The transformation of synaptic input into action potential output is a fundamental single-cell computation resulting from the complex interaction of distinct cellular morphology and the unique expression profile of ion channels that define the cellular phenotype. Experimental studies aimed at uncovering the mechanisms of the transfer function have led to important insights, yet are limited in scope by technical feasibility, making biophysical simulations an attractive complementary approach to push the boundaries in our understanding of cellular computation.

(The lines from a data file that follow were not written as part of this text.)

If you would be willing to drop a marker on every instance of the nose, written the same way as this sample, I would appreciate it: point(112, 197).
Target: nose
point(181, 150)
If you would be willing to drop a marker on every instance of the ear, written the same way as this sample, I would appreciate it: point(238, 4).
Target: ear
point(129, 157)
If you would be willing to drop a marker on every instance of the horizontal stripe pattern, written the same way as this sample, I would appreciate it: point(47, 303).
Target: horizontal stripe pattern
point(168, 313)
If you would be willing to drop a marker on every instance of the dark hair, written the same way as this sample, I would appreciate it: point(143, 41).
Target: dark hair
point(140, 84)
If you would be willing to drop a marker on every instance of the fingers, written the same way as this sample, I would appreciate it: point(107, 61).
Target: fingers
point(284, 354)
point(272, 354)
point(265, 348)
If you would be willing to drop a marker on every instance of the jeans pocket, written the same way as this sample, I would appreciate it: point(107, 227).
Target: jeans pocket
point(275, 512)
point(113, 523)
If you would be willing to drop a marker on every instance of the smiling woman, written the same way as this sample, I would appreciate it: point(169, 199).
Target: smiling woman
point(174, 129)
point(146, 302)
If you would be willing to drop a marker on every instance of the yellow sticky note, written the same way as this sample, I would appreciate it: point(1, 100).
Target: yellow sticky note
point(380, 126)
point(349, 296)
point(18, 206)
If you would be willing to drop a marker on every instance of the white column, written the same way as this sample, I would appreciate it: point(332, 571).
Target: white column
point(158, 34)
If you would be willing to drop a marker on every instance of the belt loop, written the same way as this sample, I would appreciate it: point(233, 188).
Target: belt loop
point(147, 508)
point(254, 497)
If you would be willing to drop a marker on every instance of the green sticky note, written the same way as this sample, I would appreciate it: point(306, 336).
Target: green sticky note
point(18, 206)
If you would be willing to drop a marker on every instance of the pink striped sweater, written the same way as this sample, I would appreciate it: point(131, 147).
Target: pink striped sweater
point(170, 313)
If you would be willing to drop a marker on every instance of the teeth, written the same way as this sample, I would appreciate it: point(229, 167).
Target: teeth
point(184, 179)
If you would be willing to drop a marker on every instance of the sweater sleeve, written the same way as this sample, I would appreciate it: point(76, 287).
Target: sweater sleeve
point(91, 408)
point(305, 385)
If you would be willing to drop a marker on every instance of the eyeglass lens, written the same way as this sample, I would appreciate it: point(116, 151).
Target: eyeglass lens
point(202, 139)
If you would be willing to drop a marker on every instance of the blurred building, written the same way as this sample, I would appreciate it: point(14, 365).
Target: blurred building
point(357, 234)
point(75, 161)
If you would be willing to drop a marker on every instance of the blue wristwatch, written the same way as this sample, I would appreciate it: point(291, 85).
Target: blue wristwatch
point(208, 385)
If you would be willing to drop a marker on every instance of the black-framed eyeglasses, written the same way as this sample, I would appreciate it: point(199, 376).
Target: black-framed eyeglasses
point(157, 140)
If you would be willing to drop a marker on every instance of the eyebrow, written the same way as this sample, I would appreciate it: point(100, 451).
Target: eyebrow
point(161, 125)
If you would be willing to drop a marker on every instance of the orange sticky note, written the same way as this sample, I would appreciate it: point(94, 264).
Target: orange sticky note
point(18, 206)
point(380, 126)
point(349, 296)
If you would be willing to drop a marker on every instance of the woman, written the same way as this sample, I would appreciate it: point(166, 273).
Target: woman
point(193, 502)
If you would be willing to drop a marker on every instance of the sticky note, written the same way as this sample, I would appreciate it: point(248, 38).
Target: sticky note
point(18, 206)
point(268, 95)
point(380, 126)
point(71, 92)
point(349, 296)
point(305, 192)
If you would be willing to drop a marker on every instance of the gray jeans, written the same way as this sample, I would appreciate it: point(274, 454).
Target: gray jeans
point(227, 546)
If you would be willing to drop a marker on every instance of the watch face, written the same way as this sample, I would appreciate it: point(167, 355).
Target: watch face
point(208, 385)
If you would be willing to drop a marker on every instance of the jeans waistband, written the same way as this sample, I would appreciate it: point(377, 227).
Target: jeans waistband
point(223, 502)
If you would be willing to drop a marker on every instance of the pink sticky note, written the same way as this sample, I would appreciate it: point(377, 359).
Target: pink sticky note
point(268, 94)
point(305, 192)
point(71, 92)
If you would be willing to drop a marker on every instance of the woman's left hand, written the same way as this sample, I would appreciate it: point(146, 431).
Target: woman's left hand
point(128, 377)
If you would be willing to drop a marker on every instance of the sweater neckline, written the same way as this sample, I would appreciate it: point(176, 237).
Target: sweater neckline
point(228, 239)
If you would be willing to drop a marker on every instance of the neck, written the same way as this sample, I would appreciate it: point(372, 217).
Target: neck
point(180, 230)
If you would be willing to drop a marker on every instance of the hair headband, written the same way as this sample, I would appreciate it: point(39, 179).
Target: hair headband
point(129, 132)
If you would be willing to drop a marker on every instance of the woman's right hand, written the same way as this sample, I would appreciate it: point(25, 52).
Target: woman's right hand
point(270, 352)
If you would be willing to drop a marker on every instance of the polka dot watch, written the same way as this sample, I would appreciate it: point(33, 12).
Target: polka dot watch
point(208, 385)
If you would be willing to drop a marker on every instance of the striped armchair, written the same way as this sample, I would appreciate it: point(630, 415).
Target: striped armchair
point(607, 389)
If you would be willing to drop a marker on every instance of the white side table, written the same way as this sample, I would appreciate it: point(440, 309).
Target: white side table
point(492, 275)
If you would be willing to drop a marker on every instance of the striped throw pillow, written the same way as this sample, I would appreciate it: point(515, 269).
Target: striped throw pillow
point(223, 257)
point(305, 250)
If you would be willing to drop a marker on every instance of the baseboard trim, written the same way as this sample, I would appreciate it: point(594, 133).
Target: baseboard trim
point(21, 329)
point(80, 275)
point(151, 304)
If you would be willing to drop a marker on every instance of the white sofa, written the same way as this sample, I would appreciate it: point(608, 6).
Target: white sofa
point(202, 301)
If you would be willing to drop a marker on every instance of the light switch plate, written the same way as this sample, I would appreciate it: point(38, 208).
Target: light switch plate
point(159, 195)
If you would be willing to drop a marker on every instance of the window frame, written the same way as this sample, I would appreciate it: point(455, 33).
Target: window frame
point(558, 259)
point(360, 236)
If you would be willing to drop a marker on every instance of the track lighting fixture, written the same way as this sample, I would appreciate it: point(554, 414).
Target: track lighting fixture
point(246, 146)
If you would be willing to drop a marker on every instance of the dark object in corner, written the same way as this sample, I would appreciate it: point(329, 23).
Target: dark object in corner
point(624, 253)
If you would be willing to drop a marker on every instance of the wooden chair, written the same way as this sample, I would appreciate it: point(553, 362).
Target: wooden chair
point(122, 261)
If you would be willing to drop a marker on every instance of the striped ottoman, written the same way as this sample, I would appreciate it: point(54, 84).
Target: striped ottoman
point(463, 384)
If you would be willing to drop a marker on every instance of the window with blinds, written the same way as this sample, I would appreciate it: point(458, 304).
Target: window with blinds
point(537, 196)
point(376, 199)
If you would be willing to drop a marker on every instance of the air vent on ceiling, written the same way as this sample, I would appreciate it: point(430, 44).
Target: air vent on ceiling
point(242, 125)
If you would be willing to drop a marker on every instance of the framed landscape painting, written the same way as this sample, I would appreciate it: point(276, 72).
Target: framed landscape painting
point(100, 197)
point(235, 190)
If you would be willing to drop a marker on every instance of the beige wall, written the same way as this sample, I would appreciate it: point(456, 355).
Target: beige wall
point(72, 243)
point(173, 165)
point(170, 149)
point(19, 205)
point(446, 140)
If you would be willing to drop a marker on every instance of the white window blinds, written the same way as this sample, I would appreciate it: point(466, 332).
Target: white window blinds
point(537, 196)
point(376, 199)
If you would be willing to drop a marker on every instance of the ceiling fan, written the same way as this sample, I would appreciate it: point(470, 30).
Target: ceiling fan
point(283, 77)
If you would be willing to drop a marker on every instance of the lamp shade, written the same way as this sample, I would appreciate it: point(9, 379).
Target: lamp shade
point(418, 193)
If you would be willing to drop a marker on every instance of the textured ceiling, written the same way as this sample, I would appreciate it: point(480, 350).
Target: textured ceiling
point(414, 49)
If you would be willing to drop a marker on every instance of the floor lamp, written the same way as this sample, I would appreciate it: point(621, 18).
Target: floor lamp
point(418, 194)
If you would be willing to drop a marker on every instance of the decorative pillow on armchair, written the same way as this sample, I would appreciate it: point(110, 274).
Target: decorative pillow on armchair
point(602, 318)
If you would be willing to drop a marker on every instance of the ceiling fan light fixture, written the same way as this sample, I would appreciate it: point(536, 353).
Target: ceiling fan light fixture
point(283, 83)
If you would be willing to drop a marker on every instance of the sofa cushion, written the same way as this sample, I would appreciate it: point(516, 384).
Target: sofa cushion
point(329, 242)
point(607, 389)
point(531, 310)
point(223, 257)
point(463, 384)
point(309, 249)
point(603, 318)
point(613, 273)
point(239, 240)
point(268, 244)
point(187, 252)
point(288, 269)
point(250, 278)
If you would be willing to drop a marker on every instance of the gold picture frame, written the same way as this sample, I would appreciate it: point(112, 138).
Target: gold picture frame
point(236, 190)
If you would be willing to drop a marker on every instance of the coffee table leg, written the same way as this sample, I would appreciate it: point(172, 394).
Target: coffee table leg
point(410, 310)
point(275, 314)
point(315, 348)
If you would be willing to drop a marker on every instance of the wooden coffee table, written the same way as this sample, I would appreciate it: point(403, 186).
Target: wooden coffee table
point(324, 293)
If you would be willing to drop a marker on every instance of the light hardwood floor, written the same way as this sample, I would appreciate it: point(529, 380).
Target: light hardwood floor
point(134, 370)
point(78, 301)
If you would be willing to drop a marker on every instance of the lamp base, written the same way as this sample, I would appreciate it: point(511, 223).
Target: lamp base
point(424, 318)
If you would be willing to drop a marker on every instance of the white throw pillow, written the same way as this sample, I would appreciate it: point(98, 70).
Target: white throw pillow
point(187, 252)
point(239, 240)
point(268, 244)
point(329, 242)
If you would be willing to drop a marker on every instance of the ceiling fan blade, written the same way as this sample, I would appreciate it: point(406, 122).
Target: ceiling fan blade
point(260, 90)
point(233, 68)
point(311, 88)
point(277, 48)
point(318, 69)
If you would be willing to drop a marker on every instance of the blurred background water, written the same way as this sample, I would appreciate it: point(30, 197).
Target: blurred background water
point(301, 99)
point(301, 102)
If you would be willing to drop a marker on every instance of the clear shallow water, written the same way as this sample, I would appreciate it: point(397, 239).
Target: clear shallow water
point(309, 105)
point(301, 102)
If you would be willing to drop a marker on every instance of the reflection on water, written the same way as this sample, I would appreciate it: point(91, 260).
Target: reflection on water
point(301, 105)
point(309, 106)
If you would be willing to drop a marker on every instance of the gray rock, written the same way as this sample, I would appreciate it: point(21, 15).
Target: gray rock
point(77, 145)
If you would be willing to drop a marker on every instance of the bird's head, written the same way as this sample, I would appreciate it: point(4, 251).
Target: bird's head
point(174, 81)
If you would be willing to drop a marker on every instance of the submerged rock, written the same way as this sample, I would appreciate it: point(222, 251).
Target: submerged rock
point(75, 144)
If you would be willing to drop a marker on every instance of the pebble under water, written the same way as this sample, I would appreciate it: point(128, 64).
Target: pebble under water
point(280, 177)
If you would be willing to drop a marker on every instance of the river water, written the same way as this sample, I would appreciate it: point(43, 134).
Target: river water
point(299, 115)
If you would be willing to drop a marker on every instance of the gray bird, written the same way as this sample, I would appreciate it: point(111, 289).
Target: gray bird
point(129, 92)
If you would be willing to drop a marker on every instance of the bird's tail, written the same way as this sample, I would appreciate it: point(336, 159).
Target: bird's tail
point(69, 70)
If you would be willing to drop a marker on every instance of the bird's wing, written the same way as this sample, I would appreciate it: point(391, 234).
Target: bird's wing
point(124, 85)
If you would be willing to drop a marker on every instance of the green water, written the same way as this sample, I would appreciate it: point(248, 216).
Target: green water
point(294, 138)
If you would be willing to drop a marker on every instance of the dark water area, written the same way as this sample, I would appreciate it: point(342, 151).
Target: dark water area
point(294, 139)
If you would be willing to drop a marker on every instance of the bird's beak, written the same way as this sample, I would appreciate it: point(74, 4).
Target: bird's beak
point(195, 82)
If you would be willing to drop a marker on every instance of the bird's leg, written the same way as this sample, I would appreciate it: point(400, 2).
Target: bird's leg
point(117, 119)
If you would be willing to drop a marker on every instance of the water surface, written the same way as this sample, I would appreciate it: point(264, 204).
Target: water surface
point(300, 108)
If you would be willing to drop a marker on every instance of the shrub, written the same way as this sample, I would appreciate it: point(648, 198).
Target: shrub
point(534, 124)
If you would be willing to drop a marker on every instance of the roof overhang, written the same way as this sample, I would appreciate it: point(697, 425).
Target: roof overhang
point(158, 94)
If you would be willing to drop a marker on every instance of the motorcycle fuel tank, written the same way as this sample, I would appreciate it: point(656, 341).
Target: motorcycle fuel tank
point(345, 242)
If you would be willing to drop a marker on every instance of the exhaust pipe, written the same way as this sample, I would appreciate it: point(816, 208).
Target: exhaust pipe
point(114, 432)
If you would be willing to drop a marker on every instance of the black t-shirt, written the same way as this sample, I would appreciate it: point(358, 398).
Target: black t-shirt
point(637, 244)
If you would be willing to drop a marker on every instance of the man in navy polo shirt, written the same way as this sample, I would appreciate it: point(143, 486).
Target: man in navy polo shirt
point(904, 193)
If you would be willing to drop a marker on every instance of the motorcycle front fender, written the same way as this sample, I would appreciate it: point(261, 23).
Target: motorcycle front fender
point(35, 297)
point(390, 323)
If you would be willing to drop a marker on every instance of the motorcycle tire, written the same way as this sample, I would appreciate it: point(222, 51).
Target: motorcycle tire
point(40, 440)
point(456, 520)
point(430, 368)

Linaro et al. took a data-driven approach by utilizing high-resolution morphological reconstructions and patch-clamp electrophysiology data together with a multi-objective optimization algorithm to build two populations of biophysically detailed models of murine hippocampal CA3 pyramidal neurons based on the two principal cell types that comprise this region. They evaluated the performance of these models and find that the approach quantitatively matches the cell-type-specific firing phenotypes and recapitulates the intrinsic population-level variability in the data. Moreover, they confirmed that the conductance values found by the optimization algorithm are consistent with differentially expressed ion channel genes in single-cell transcriptomic data for the two cell types. They then used these models to investigate the cell type-specific biophysical properties involved in the generation of complex-spiking output driven by synaptic input through an information-theoretic treatment of their respective transfer functions. The simulations identify a host of cell type-specific biophysical mechanisms that define the morpho-functional phenotype to shape the cellular transfer function and place these findings in the context of a role for bursting in CA3 recurrent network synchronization dynamics 1).